Why Australia is so uncovered
Australia may discover itself within the firing line of Trump’s tax warfare on many fronts. And the US doesn’t lack firepower. Part 899 provides to quite a lot of retaliatory tax provisions the US already had at its disposal.
The elevated tax charges would have an effect on Australian tremendous funds and different buyers incomes dividends, lease, curiosity, royalties and different revenue from US corporations.
Australian tremendous funds particularly are closely invested in US markets, which have outperformed native shares lately.
It might additionally have an effect on Australian managed funds proudly owning land and infrastructure property within the US, in addition to Australian entities resembling banks that stick with it enterprise within the US.
And there are different measures that will expose US subsidiaries of Australian corporations to US larger tax.
The invoice would even take away the doctrine of sovereign immunity for the governments of “offending” international locations. Sovereign immunity refers to a tax exemption on returns that often applies to governments. This implies the Australian authorities itself may must pay tax to the US.
There are concerns on Wall Street this can dampen demand for US authorities bonds from international governments, that are large patrons of US Treasuries. The argument might sway some within the Senate – however what number of stays to be seen.

Francois Mori/AP
What Australia might have to do subsequent
We could also be incredulous that anybody would take into account our tax system combative, however enacting the OECD pillar two was all the time identified to be dangerous.
There are different, homegrown Australian tax measures which have drawn American ire.
In 2015, Australia enacted an revenue tax measure (generally referred to as the “Google tax”) particularly directed at US tech corporations. In 2017, we adopted this up with a diverted profits tax. Trump’s invoice particularly targets each measures.
Tying ourselves to the OECD’s world minimal tax undertaking may need appeared like a good suggestion in 2019. In 2025, it appears to be like decidedly unappealing, and never simply due to Trump.
First, there may be not really any critical income in pillar two for Australia. Treasury’s revenue estimate totalled solely $360 million after 4 years, simply barely greater than a rounding error within the federal funds.
Second, we’re more and more alone and susceptible on this battle.

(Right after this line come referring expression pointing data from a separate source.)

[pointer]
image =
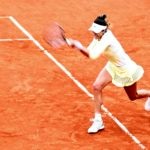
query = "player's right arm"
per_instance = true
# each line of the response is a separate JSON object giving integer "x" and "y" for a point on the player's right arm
{"x": 78, "y": 45}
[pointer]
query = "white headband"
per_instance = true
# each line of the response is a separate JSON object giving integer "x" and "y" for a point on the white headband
{"x": 97, "y": 28}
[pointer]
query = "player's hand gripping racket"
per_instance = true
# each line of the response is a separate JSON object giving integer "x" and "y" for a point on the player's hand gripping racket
{"x": 54, "y": 35}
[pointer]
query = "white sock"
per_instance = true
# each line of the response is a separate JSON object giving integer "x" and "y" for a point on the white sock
{"x": 98, "y": 116}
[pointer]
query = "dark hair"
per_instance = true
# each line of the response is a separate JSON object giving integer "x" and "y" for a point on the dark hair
{"x": 101, "y": 20}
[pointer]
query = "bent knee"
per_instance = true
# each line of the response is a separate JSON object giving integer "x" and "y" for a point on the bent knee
{"x": 133, "y": 97}
{"x": 97, "y": 87}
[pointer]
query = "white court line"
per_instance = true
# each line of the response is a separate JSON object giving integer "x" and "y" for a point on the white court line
{"x": 76, "y": 82}
{"x": 10, "y": 40}
{"x": 2, "y": 17}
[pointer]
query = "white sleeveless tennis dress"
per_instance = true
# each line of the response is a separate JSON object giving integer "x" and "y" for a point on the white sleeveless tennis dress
{"x": 122, "y": 68}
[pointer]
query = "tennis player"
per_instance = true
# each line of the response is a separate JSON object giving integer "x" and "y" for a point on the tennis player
{"x": 120, "y": 69}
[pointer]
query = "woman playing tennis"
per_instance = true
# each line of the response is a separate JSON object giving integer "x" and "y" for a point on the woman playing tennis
{"x": 120, "y": 69}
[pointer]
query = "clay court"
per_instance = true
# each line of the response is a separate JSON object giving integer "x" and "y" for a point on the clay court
{"x": 45, "y": 97}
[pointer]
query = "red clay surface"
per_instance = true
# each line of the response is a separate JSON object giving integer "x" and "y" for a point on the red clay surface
{"x": 40, "y": 107}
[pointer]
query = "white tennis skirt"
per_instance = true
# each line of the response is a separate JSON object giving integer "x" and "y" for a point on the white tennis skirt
{"x": 124, "y": 75}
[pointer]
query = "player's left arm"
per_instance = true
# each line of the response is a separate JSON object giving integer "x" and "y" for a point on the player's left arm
{"x": 78, "y": 45}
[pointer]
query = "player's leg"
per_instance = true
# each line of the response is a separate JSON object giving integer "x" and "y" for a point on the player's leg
{"x": 101, "y": 81}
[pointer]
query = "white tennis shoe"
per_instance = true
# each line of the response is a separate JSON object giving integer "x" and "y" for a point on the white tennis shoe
{"x": 147, "y": 104}
{"x": 96, "y": 125}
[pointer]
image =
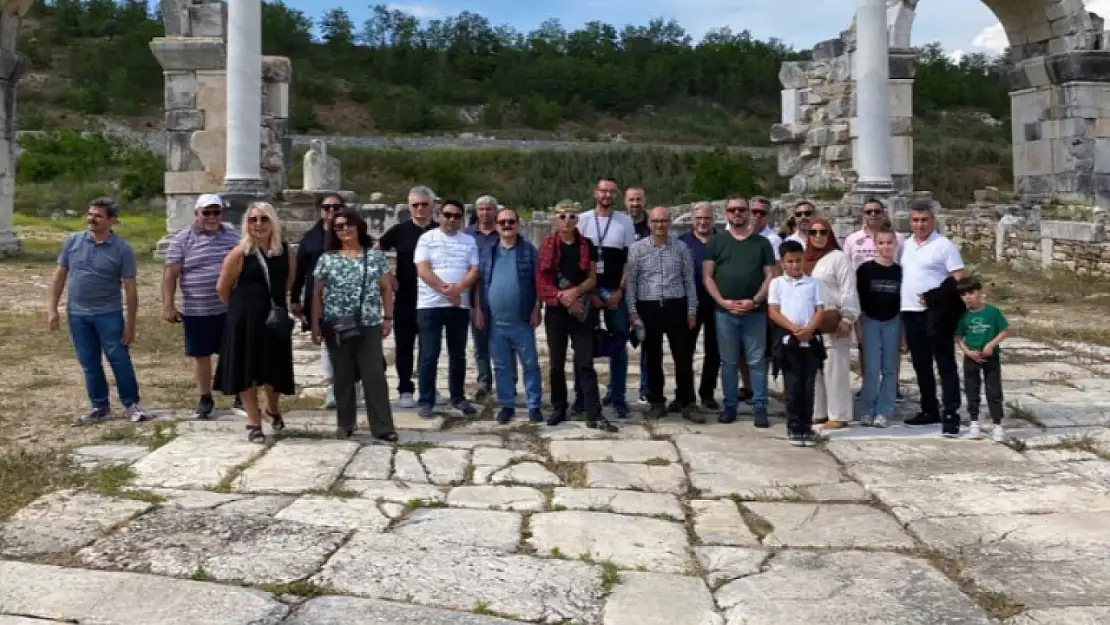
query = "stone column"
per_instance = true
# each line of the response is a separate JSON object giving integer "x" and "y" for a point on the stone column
{"x": 871, "y": 154}
{"x": 12, "y": 66}
{"x": 243, "y": 181}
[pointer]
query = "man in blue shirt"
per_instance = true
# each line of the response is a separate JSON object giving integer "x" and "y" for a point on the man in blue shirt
{"x": 706, "y": 311}
{"x": 508, "y": 310}
{"x": 485, "y": 234}
{"x": 93, "y": 264}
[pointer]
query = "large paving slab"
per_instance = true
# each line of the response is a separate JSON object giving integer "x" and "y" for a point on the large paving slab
{"x": 63, "y": 521}
{"x": 628, "y": 542}
{"x": 298, "y": 466}
{"x": 829, "y": 526}
{"x": 720, "y": 467}
{"x": 654, "y": 598}
{"x": 803, "y": 587}
{"x": 128, "y": 598}
{"x": 194, "y": 461}
{"x": 183, "y": 543}
{"x": 393, "y": 567}
{"x": 613, "y": 451}
{"x": 353, "y": 611}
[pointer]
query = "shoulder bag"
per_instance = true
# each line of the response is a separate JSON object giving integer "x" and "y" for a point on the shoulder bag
{"x": 347, "y": 328}
{"x": 278, "y": 320}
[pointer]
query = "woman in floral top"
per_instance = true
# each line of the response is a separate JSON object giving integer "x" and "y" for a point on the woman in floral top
{"x": 353, "y": 312}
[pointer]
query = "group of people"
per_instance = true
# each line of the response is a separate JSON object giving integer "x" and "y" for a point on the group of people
{"x": 763, "y": 301}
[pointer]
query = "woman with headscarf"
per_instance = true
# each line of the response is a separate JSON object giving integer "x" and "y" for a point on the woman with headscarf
{"x": 828, "y": 264}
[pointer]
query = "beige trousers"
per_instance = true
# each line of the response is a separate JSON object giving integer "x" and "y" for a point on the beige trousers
{"x": 833, "y": 397}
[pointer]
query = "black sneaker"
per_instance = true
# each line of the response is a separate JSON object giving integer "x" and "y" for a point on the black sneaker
{"x": 205, "y": 407}
{"x": 556, "y": 416}
{"x": 921, "y": 420}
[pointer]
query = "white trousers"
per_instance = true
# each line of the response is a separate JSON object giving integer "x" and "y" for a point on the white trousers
{"x": 833, "y": 397}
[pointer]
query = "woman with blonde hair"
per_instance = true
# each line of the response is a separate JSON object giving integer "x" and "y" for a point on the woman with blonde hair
{"x": 258, "y": 340}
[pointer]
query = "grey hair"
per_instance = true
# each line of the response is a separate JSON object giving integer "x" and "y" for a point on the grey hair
{"x": 111, "y": 209}
{"x": 423, "y": 192}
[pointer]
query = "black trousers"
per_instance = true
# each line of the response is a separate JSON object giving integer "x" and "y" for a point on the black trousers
{"x": 989, "y": 374}
{"x": 404, "y": 336}
{"x": 667, "y": 318}
{"x": 925, "y": 349}
{"x": 710, "y": 366}
{"x": 799, "y": 376}
{"x": 564, "y": 331}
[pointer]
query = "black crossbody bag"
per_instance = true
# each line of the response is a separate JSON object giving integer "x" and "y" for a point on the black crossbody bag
{"x": 349, "y": 328}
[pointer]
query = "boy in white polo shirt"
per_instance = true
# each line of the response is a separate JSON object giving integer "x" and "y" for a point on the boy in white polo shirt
{"x": 796, "y": 304}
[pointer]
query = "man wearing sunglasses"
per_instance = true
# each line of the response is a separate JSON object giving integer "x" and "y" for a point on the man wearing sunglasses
{"x": 193, "y": 260}
{"x": 447, "y": 266}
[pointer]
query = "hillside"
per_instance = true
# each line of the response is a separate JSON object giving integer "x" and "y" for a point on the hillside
{"x": 396, "y": 76}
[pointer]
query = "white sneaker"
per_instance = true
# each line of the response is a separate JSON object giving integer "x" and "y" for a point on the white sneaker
{"x": 975, "y": 431}
{"x": 406, "y": 401}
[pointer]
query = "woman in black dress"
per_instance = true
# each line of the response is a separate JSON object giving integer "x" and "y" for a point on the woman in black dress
{"x": 256, "y": 278}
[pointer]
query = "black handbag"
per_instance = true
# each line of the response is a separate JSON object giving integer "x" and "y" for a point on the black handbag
{"x": 278, "y": 320}
{"x": 350, "y": 326}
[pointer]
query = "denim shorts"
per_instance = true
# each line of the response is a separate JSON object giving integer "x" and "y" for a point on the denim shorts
{"x": 203, "y": 334}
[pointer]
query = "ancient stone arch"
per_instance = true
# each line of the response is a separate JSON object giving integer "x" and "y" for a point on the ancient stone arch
{"x": 1060, "y": 102}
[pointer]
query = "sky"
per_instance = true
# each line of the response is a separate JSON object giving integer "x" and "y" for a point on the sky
{"x": 960, "y": 26}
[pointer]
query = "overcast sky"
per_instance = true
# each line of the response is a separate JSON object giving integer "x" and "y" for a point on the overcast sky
{"x": 960, "y": 26}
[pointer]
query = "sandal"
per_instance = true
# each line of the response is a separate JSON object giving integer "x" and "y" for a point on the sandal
{"x": 279, "y": 423}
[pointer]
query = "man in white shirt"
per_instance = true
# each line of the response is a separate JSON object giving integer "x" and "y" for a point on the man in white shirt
{"x": 928, "y": 260}
{"x": 613, "y": 233}
{"x": 447, "y": 266}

It would really feel emotionally satisfying to face as much as the US. If there was a sizeable coalition alongside us, there is perhaps some level.
If Trump’s One Huge Lovely Invoice act does cross by the US Senate, the Australian authorities and enterprise will probably be left uncovered to a lot larger prices.
Since abandoning the US market isn’t actually an choice, it is perhaps time to give up quietly and gracefully – by reversing, on the very least, the contentious bits of pillar two.